Wednesday, December 10, 2008

Cioffi and Tannin trial date

I see from the wire services that the US district court, eastern district of New York, has set a trial date for two securities-fraud defendants who once worked for Bear Stearns: Ralph Cioffi and Matthew Tannin.

Jury selection begins September 28, 2009.

Cioffi and Tannin ran two hedge funds within Bear Stearns that made big bets on subprime mortgages. The quick collapse of these funds in the summer of 2007 was one of the first claps of thunder in the storm that continues to this day.

So are Cioffi and Tannin mere scapegoats? They were wrong about the subprime market and those who invested in their ability to be right consequently lost a lot of money. But their investors were grownups (and well heeled grown-ups too -- nobody got evicted from his/her garrett because Tannin and Cioffi lost the rent money).

Both men have pleaded not guilty.

One question you might ask yourself: why is this case going to trial in the eastern district of New York? That district consists of Long Island, Staten Island, the Queens, and Brooklyn.

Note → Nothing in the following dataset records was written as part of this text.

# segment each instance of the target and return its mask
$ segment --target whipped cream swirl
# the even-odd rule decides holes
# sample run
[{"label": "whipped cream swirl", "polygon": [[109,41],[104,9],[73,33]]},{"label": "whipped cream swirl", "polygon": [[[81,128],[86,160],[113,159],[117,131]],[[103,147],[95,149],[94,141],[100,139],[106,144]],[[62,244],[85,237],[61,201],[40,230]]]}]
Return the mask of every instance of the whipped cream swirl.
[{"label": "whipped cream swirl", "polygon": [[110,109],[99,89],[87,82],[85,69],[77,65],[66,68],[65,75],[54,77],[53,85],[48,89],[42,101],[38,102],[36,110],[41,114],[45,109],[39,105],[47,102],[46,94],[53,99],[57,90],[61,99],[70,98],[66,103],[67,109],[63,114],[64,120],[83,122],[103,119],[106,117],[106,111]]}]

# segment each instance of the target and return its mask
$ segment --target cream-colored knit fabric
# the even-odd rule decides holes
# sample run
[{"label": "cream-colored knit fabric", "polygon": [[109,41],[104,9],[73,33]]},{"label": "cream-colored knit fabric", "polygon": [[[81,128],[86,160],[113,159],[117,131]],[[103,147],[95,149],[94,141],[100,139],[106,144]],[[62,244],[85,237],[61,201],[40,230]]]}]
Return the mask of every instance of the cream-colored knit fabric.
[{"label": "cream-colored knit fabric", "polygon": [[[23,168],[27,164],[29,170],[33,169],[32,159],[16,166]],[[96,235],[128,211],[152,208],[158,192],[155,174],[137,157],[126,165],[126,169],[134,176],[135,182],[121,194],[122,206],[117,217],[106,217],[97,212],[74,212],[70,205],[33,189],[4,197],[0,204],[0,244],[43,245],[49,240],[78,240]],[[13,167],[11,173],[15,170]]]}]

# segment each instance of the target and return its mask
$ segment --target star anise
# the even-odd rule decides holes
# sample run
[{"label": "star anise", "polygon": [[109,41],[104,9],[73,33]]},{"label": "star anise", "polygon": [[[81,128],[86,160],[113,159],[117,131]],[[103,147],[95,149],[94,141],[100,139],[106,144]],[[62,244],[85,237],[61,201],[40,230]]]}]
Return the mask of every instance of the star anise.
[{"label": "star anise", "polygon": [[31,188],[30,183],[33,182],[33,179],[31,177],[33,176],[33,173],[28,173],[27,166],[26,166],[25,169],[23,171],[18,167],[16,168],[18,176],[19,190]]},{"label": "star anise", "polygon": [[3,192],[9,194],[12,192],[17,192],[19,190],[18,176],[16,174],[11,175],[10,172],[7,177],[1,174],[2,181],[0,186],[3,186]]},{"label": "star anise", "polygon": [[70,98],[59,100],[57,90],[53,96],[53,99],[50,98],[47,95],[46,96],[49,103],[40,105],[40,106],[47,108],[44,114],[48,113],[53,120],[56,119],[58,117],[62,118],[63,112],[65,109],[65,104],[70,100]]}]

Didn't Tannin and Cioffi work in Manhattan? Manhattan, along ith the Bronx, constitutes the SOUTHERN DISTRICT of New York. Yes, they did.

And there have been times when the US Attorney for the southern district was the big cheese in such matters, the sheriff of Wall Street (that's how Rudi Giuliani first became a national figure after all, back in the 1980s).

Some commentators, like Peter Lattman have read the ED attorney's involvement as an incident in an ongoing rivalry between SDNY and EDNY.

Furthermore, the bill of indictment says little more about the reason for the involvement of the U.S. Attorney for the eastern district than this, beyond, "Some of the fund's investors resided within the eastern district of New York." There's surely more to it than that.

I'm hoping for an embarrassment for the prosecution. I hope Cioffi and Tannn's attorneys can make the ED guys wish they had left Wall Street alone. Leave it to the SD forever after, I imagine them telling one another when this is all done.

I'm sure I'll have more to say about this at some point in the nine months between now and trial.

1 comment:

sam said...

They are going to trial for LYING to the public about the publicly traded funds they managed. One of them also pulled his own money out of the funds while telling the public falsely that the funds were in great shape.